I’m eighteen years old.
My experience with domestic violence started six years ago.
My father used to beat me up pretty badly over trivial things.
I used to get beaten if I used the bathroom too many times at school,
Or for telling my teacher that my father was being hard on me,
Without going into the details.
It wasn’t just a light beating.
He would slap me across the face 50 or 60 times,
While yelling and cursing me.
When I was twelve years old,
He almost killed me twice over those silly things.
As I grew up, things got even worse.
He did not like the way I dressed for example.
The latest incident was because he found out that I have a male friend.

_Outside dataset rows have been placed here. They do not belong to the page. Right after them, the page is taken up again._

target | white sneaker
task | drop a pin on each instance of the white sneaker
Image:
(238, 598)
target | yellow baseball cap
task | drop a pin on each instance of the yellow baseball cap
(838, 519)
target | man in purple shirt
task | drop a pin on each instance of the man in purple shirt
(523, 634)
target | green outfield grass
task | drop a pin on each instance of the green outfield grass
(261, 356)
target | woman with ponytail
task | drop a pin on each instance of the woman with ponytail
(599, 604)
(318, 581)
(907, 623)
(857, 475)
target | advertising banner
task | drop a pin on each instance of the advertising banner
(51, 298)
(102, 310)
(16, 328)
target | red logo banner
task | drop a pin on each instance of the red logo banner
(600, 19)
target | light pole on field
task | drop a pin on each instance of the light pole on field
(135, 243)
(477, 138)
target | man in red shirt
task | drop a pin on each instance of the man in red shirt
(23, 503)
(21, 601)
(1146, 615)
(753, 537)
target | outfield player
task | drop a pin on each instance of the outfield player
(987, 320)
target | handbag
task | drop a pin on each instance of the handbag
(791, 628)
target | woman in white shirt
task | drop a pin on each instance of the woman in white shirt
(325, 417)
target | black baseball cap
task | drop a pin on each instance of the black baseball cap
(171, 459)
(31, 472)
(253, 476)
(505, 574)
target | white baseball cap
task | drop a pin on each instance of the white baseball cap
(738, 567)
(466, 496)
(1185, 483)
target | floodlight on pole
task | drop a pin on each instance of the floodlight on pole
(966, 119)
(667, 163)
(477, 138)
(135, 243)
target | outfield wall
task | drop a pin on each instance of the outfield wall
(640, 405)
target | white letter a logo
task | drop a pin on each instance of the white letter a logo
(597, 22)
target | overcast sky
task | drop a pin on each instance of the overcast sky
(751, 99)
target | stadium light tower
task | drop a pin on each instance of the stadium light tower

He beat me for two weeks straight.
He’d slap me across the face every day sixty times at least.
Yes, I used to distract myself by counting them.
He grounded me and took my phone away.
Ever since I was twelve years old,
He’d try to convince me to commit suicide.
He’d tell me that it’ll make things much easier for them and for me.
He’d tell me not to do it by cutting myself or taking pills,
So that no one would be able to save me.
He’d tell me to jump off the balcony.
One time he told me,
“If you’re too scared to commit suicide,
Run away and I won’t come looking for you.”
I’m currently in Thanaweya Amma.
I’m planning to leave the house after I graduate.
I’ll be leaving with a whole lot of issues.